TrOCR - Transformer-based Optical Character Recognition¶
TrOCR is a transformer-based OCR model developed by Microsoft that excels at recognizing text from pre-cropped image regions. It uses a vision encoder-decoder architecture for end-to-end text recognition.
Overview¶
Resources: Research Paper | Hugging Face Models
TrOCR provides state-of-the-art text recognition for single-line text regions. Key features include:
- Transformer architecture - Modern encoder-decoder design for superior accuracy
- Pre-cropped text - Optimized for single text regions (no detection stage)
- High accuracy - Excellent recognition quality on clean text
- Multiple variants - Small, base, and large models for different accuracy/speed tradeoffs
- Handwriting support - Specialized models for handwritten text (can be added upon request)

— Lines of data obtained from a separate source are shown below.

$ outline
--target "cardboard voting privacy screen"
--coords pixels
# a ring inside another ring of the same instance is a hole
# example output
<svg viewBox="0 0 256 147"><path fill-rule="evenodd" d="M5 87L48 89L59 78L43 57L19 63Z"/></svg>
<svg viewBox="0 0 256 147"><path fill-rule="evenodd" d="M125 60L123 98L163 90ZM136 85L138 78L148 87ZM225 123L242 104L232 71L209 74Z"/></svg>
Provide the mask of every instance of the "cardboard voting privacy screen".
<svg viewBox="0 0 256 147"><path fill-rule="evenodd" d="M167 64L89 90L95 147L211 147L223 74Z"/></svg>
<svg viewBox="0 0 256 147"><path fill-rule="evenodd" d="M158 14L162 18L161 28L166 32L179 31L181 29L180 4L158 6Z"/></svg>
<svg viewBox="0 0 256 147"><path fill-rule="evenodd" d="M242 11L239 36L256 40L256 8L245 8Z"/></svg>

OCR Type: Unstructured OCR¶
Unstructured OCR recognizes text from a pre-cropped image region containing a single line of text. It returns only the recognized text string without bounding box information.
When to Use TrOCR¶
- ✅ Pre-cropped text - When you already have isolated text regions
- ✅ Single-line text - Serial numbers, labels, captions, single words
- ✅ High accuracy needed - When recognition quality is critical
- ✅ Handwritten text - Use handwriting-specific models
- ✅ After object detection - Recognize text in detected bounding boxes
When to Use Other OCR Models¶
- DocTR: Better for full documents where you need to detect text locations
- EasyOCR: Better for scene text with detection and multi-language support
License¶
MIT License
Open Source License
TrOCR is licensed under MIT, making it free for both commercial and non-commercial use without restrictions.
Learn more: MIT License
Pre-trained Model IDs¶
Pre-trained TrOCR models are available via the Roboflow API and require a Roboflow API key.
Getting a Roboflow API Key
To use TrOCR models, you'll need a Roboflow account (free) and API key.
| Model Variant | Model ID | Use Case | Size |
|---|---|---|---|
| Small (Printed) | microsoft/trocr-small-printed |
Fast printed text recognition | Small |
| Base (Printed) | microsoft/trocr-base-printed |
Balanced printed text recognition | Base |
| Large (Printed) | microsoft/trocr-large-printed |
High-accuracy printed text | Large |
Recommendation: Start with small or base models for faster inference. Use large models when accuracy is critical.
Supported Backends¶
| Backend | Extras Required |
|---|---|
torch |
torch-cpu, torch-cu118, torch-cu124, torch-cu126, torch-cu128, torch-jp6-cu126 |
Roboflow Platform Compatibility¶
| Feature | Supported |
|---|---|
| Training | ❌ Not available for training |
| Upload Weights | ❌ Not supported |
| Serverless API (v2) | ✅ Deploy via hosted API |
| Workflows | ✅ Use in Workflows via OCR block |
| Edge Deployment (Jetson) | ✅ Deploy on NVIDIA Jetson devices |
| Self-Hosting | ✅ Deploy with inference-models |
Installation¶
Install with PyTorch extras:
- PyTorch:
torch-cpu,torch-cu118,torch-cu124,torch-cu126,torch-cu128,torch-jp6-cu126
Usage Example¶
import cv2
from inference_models import AutoModel
# Load TrOCR model for printed text
model = AutoModel.from_pretrained(
"microsoft/trocr-base-printed",
api_key="your_roboflow_api_key"
)
# Load pre-cropped images containing single lines of text
images = [
cv2.imread("path/to/cropped_text1.jpg"),
cv2.imread("path/to/cropped_text2.jpg"),
]
# Run inference - returns list of recognized text strings
texts = model(images)
# Print results
for i, text in enumerate(texts):
print(f"Image {i+1}: {text}")
Combining with Object Detection¶
TrOCR works great for recognizing text in detected regions (e.g., after object detection). Instead of manually combining models in code, we recommend using Roboflow Workflows to easily create pipelines that:
- Detect text regions with object detection or DocTR/EasyOCR
- Crop detected regions
- Run TrOCR on each cropped region
- Return structured results
Learn more: Roboflow Workflows Documentation
Output Format¶
TrOCR returns a List[str] containing the recognized text from the input images.
- Single image input: Returns a list with one string
- Batch input: Returns a list of strings, one per image
Important: Each input image should contain a single line of text. For multi-line text or text detection, use DocTR or EasyOCR instead.